The way generalized linear models work in R is very similar to lm.

Below is a simple example where we will specify a linear model in lm() and glm() to compare.

## Load Data
florida <- read.csv("https://raw.githubusercontent.com/ktmccabe/teachingdata/main/florida.csv")

fit.lm <- lm(Buchanan00 ~ Perot96, data=florida)
fit.glm <- glm(Buchanan00 ~ Perot96, data=florida, 
               family=gaussian(link = "identity"))

For the glm, we just need to tell R the family of distributions we are using and the appropriate link function.
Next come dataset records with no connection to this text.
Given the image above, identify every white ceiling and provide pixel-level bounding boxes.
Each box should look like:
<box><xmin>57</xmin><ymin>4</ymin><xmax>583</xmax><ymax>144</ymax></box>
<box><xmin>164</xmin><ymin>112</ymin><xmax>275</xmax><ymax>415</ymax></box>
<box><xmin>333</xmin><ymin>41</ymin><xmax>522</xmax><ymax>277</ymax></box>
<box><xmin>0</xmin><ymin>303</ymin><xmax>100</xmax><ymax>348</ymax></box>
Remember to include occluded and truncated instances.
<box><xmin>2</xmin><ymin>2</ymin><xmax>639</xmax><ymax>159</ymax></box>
In this example, we are going to use the normal gaussian distribution to describe the data generating process for Buchanan00. This is appropriate for nice numeric continuous data, even if it isn’t perfectly normal. The normal model has a link function, but it is the special case where the link function is just the identity. There is no nonlinear transformation that takes place. Therefore, we can still interpret the \(\hat \beta\) results in units of \(Y\) (votes in this case).

In this special case, the \(\hat \beta\) estimates from lm() and glm() will be the same.

coef(fit.lm)

(Intercept)     Perot96 
 1.34575212  0.03591504

coef(fit.glm)

(Intercept)     Perot96 
 1.34575212  0.03591504

There are some differences in the mechanics of how we get to the results in each case, but we will explore those more in the next section. I.e., these coefficients do not come out of thin air. Just like in OLS, we have to work for them.